C ++: 58 --- random number random special facilities of the standard library (random number engine type, random distribution category)

A, C ++ Random Number Library Overview

C library functions rand Overview

  • Before the new standards emerge, C and C ++ are dependent on a simple C library function rand to generate random numbers
  • This function generates a pseudo-random integers uniformly distributed , random number for each range between a maximum and a system associated with 0 (see RAND_MAX constants: https://blog.csdn.net/qq_41453285/article/details/103456053 )
  • rand function have some questions:
    • Some applications require random float
    • Some programs require a non-uniform distribution of the book
    • If programmers to attempt to solve the above problems rand conversion range of the random number generated, or the type of distribution, often introduced nonrandom
  • The definition of a random number in the header file library of random addresses these issues through a set of cooperating classes:
    • Random number engine classes: a class engine may generate a random number sequence unsigned
    • Random distribution classes: a class distribution class generated using a specified type of engine, within a given range, subject to a certain probability distribution of the random number

Random number engine class

  • Library defines three classes implement different algorithms to generate a random number
  • The library also defines three adapters, you can modify a given sequence generated by the engine
  • Engine and engine adapter classes are templates. Different points with random numbers are not tired of parameters, the parameters of these engines is more complex and requires in-depth understanding of mathematical knowledge specific engine used
  • The library also defines several types constructed from the engine and adapter type . default_random_engine parameter type is a type of engine types alias parameter variables used in order to obtain a good performance under normal circumstances.

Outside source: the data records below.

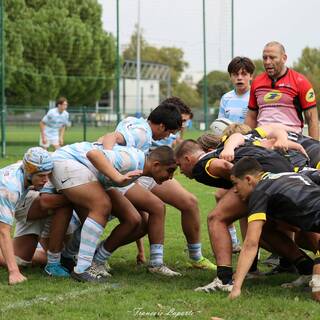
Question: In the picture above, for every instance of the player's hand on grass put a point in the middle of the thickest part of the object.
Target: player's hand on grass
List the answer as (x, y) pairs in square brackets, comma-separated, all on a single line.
[(227, 154), (125, 179), (235, 293), (281, 144), (298, 147), (16, 277)]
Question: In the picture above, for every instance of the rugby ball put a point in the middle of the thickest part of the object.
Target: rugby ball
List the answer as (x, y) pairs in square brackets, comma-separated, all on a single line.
[(218, 125)]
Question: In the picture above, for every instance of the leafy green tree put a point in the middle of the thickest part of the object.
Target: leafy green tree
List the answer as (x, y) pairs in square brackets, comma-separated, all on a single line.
[(171, 56), (57, 48), (259, 67), (309, 65), (218, 84), (187, 94)]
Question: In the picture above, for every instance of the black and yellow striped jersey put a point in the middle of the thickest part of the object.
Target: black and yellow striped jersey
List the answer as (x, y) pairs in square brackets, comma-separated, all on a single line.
[(270, 161), (297, 159), (291, 197), (311, 146)]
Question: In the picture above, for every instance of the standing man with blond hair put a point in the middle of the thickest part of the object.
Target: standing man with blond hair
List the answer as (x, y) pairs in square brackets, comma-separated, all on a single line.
[(53, 124), (282, 95)]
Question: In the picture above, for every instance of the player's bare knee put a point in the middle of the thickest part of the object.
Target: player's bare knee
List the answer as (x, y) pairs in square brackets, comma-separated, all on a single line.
[(189, 203), (156, 206)]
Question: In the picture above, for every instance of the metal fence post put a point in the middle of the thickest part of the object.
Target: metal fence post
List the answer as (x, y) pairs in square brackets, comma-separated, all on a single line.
[(84, 117)]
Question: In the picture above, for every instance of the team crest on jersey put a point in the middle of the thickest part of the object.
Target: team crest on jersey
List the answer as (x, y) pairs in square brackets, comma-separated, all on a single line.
[(310, 96), (272, 96)]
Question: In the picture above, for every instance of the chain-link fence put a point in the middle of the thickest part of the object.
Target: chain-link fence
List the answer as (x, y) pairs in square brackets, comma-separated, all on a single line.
[(86, 124)]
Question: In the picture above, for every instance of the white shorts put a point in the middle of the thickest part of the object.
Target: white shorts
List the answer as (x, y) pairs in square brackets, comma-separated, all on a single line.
[(24, 205), (70, 173), (147, 182), (124, 190), (50, 142), (38, 227), (41, 227)]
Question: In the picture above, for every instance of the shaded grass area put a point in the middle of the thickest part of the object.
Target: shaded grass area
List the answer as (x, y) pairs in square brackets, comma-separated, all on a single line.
[(133, 293)]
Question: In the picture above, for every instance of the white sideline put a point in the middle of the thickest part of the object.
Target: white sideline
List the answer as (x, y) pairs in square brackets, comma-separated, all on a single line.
[(55, 299)]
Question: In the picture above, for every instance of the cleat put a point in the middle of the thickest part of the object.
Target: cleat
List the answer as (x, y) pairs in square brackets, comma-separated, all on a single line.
[(100, 268), (215, 285), (68, 263), (56, 270), (272, 260), (140, 259), (203, 263), (163, 271), (236, 248), (89, 275), (108, 268), (254, 274), (302, 281), (279, 269), (315, 286)]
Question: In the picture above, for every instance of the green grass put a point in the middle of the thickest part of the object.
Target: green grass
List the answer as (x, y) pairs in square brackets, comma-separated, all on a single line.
[(132, 293)]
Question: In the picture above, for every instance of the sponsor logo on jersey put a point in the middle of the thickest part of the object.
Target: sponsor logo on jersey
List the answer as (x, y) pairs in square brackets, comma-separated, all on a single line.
[(310, 96), (272, 96)]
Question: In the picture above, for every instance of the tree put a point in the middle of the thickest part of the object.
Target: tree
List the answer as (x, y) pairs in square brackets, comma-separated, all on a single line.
[(57, 48), (171, 56), (259, 67), (309, 65), (218, 84), (187, 94)]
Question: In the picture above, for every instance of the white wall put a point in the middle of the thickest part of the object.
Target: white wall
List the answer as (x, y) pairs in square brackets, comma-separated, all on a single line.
[(150, 95)]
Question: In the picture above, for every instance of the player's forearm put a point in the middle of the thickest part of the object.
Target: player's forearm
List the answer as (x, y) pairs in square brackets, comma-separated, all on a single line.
[(251, 119), (7, 248), (42, 127), (234, 141), (61, 132), (313, 130), (110, 139), (311, 117), (246, 258), (53, 201), (103, 165)]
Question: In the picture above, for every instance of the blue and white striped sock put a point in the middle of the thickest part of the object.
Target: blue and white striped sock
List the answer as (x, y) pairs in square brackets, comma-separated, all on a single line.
[(102, 255), (195, 251), (72, 247), (233, 234), (156, 255), (90, 234), (53, 257)]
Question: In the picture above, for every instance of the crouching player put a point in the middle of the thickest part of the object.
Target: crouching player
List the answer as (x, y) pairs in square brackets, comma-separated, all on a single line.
[(289, 197), (15, 180)]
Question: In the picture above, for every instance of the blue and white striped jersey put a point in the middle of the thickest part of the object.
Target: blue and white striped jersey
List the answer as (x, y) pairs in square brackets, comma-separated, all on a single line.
[(54, 120), (136, 132), (233, 106), (12, 190)]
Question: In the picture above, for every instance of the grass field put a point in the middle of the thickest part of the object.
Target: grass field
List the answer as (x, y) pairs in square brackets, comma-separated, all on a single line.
[(132, 293)]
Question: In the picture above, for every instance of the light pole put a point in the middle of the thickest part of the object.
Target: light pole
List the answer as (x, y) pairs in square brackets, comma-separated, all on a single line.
[(138, 99), (232, 29), (2, 80), (205, 81), (118, 69)]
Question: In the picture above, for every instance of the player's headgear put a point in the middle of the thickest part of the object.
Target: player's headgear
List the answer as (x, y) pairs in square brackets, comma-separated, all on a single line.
[(36, 160), (217, 126)]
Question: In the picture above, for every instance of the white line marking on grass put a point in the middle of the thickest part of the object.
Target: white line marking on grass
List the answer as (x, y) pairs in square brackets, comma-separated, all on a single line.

The library also defines several classes, which are a special case of complete version of the engine or adapter. It is defined as follows:

Random distribution class

  • In addition to always generate bool type bernoulli_distribution, the other distribution classes are templates. Each template takes a single type parameter, which indicates the type of distribution of results generated

  • Distribution classes with other template we have used different, they limit what we can specify the type of template type:

    • Some distribution templates can only be used to generate floating-point numbers

    • While others can only be used to generate the certificate template

  • The following description:
    • By types as template_name <RealT> to indicate the distribution of floating point numbers. These templates, we can use the float, double, or long double substitution RealT
    • Similar, INTT represents integer type requires a built-in, but does not include any type bool or char type. We can use short, int, long, long long, unsigned short, unsigned int, unsigned long, unsigned long long instead IntT
  • Distribution template defines a default template type parameter . The default parameter distribution is an integer int, float generated template of the default argument is double
  • Each profile has this constructor specific parameters . Some parameter indicates the scope of distribution. The scope and range of different iterators. They are inclusive

Second, the basic engine class using the class distribution and

  • In the application, we generally do not directly use the output of the random number engine class , because these are the original random numbers may not match our needs. When we use the engine-based random number generates a random number, typically with a random distribution of the number of classes is generated within a specified range

Random number engine class

  • Random number function object class is an engine class, defines a call operator () , the operator no arguments and returns a random integer unsigned
  • We can call a random number engine class object to generate the original random number:
#include <iostream>
#include <random>
using namespace std;

int main()
{
    std::default_random_engine e;     //生成随机无符号数
    for (size_t i = 0; i < 10; ++i)   //使用调用运算符(),来生成一个随机数
        std::cout << e() << std::endl;
    return 0;
}

  • Library defines a number of random number engine class (see above), except that different performance and quality of randomness . Wherein each compiler will specify a type as default_random_engine. This type generally has the most commonly used features
  • The following figure shows the operation of the random number engine class:

Random distribution class

  • In order to obtain a number within the specified range, we first engine class using a random number generates a random number using a random number and then distributed to generate an object class of a distributed type
  • Distribution class is also a function object. Distribution class defines a call operator (), a random number engine accepts as an argument. Distributed object using its random number generating engine parameters, and maps it to the specified distribution
  • E.g:
    • Uniform_int_distribution unsigned values ​​generated using uniformly distributed, and provides the maximum value (9) and the minimum value (0) to give the desired
    • The engine is then passed to the distribution of class Class
#include <iostream>
#include <string>
#include <random>
using namespace std;

int main()
{
    std::uniform_int_distribution<unsigned> u(0, 9); //随机数分布类
    std::default_random_engine e;                    //随机数引擎类
    for (size_t i = 0; i < 10; ++i)
        std::cout << u(e) << " ";                    //分布类调用引擎类,来生成指定范围内的数
    std::cout << std::endl;
    return 0;
}

  • Note: We passed the object to the distribution of the object is the engine itself, rather than the value of the engine generated objects . E.g:
std::uniform_int_distribution<unsigned> u(0, 9); //分布类
std::default_random_engine e;                    //引擎类

u(e);   //错误的
u(e()); //正确的
  • The supported operations random distribution classes:

 

Third, the random number generation range of the number of engine classes

  • In the above we can see that the random number engine output object class default_random_engine rand function similar
  • The difference is:
    • Rand function generation number range is between 0 and RAND_MAX
    • And the range of the random number generated by the unsigned integer type engine in a system-defined. A range of engine types may be obtained by calling the object's member min and max
  • E.g:
std::default_random_engine e;
std::cout << "min: " << e.min() << '\n' << "max: " << e.max() << std::endl;

Fourth, the numerical sequence generated by the engine class (important)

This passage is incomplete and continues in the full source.